I’ll post a comment for each question with the answer, along with my own personal notes (and quotes from The Book if helpful), behind spoiler tags.

Feel free to try to answer in a comment before checking (if you dare). But the main point is to understand the point the question is making, so share any confusions/difficulties too, and of course any corrections of my comments/notes!.

  • maegul@lemmy.mlOPMEnglish
    1·
    6 days ago

    Q1

    /// Makes a string to separate lines of text, 
/// returning a default if the provided string is blank
fn make_separator(user_str: &str) -> &str {
    if user_str == "" {
        let default = "=".repeat(10);
        &default
    } else {
        user_str
    }
}

    When compiling, what’s the best description of the compiler error?

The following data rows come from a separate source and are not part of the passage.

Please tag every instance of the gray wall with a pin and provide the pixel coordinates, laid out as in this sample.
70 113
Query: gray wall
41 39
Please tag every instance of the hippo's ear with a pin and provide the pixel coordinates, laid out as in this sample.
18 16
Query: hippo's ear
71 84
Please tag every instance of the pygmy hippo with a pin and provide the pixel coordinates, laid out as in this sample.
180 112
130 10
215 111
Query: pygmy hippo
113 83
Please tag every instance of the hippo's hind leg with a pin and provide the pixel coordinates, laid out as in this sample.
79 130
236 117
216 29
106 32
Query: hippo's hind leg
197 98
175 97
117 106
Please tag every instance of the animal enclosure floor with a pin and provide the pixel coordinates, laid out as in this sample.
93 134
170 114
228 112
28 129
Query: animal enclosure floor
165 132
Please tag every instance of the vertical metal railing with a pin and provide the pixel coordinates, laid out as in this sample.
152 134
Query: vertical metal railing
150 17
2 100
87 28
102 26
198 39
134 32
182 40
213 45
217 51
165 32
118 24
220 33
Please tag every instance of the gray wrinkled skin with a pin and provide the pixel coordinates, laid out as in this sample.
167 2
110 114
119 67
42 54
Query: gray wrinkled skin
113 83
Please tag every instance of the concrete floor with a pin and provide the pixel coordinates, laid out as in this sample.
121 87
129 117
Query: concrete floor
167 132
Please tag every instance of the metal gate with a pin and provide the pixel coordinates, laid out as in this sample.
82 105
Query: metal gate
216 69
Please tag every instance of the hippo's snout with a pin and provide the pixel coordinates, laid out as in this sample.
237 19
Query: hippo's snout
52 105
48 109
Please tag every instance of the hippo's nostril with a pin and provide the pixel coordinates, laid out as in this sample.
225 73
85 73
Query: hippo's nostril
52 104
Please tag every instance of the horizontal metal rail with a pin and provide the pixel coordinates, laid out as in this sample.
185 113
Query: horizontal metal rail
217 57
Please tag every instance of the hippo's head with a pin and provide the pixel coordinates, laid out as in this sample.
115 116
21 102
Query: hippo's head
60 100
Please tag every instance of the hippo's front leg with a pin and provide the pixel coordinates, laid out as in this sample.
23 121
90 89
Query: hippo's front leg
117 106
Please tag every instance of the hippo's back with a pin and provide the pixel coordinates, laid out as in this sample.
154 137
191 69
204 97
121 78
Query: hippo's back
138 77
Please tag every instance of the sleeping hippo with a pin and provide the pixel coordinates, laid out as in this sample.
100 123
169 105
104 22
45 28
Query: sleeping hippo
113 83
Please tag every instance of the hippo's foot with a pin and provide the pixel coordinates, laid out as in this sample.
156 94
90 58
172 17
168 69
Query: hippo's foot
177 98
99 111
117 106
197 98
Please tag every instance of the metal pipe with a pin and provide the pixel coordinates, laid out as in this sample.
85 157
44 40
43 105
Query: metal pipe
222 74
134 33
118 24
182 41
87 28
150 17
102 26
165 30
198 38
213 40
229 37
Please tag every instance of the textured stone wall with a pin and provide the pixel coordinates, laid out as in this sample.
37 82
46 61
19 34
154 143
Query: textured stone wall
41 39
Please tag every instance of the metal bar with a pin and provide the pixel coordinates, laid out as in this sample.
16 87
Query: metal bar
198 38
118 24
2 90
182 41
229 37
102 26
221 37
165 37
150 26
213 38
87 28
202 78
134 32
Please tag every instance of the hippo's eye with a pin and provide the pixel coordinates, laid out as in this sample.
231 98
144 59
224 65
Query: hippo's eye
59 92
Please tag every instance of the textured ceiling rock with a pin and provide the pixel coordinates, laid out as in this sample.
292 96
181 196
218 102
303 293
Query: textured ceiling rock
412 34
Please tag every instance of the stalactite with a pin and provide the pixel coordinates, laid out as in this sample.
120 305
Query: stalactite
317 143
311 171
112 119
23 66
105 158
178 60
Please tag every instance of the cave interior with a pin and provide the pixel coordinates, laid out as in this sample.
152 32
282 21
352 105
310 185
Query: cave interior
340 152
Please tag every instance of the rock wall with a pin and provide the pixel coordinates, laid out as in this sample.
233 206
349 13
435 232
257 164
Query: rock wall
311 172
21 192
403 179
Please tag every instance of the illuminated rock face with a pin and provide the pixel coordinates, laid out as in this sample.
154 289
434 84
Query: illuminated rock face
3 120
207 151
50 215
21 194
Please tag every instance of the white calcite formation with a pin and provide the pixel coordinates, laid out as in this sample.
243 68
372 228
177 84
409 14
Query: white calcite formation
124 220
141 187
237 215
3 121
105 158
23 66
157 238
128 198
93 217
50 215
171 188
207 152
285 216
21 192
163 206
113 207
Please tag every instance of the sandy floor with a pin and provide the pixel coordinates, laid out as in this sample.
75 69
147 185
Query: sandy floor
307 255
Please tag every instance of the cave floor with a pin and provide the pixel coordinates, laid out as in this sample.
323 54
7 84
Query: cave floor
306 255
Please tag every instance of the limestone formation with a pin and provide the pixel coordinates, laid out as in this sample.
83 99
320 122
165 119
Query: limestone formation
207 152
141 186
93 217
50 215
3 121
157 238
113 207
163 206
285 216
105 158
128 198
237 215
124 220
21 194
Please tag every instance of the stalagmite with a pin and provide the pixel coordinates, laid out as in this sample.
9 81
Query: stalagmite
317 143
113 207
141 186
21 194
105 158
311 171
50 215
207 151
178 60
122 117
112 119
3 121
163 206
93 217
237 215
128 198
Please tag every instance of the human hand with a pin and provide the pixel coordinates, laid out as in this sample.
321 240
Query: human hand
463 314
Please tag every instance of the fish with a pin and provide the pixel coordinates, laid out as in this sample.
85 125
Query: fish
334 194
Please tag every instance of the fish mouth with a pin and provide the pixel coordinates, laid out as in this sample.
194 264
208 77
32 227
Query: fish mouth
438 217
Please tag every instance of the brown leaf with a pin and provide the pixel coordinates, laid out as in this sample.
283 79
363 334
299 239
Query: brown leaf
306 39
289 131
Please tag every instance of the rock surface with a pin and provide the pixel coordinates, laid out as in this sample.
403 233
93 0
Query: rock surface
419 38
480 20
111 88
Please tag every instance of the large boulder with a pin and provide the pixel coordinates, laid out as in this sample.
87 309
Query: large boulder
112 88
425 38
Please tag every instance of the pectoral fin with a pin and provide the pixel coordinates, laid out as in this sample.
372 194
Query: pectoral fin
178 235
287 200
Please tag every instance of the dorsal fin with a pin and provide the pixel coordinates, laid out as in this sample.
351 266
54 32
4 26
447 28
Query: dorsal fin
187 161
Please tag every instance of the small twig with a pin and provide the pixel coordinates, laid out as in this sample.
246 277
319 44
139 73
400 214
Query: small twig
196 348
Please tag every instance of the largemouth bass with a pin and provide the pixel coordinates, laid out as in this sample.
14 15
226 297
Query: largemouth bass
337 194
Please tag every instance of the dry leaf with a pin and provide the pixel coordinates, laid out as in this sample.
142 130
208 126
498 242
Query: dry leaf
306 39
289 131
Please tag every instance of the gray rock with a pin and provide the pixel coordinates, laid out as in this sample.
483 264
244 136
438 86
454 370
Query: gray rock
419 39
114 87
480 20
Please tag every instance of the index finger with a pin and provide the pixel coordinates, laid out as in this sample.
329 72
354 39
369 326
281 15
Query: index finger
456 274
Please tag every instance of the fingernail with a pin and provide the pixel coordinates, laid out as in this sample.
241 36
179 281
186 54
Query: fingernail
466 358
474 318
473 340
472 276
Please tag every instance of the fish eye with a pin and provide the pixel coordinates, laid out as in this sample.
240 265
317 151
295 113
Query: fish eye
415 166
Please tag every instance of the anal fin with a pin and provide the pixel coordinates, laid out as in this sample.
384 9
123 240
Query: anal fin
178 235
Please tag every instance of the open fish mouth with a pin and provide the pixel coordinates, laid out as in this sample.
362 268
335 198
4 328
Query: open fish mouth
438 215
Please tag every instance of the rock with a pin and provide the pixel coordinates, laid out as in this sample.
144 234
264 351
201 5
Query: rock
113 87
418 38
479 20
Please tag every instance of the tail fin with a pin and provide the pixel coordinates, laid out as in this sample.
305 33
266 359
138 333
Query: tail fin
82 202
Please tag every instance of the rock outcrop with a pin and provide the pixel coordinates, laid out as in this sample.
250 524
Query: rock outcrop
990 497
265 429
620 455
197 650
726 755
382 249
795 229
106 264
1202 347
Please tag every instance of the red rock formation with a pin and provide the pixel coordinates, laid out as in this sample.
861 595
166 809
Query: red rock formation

    1. user_str does not live long enough
    2. function make_separator cannot return two different references
    3. function make_separator cannot return a reference of type &str
    4. cannot return reference to local variable default
    Answer

    Cannot return reference to a local variable

    • &default isn’t allowed as default is local to the function.
      • What’s the fix? Copy? Just return "=".repeat(10) directly?
      • How about just return an owned String (requires converting user_str to a String with to_string())

    Context: Because default lives on the stack within make_separator, it will be deallocated once a call to make_separator ends. This leaves &default pointing to deallocated memory. Rust therefore complains that you cannot return a reference to a local variable.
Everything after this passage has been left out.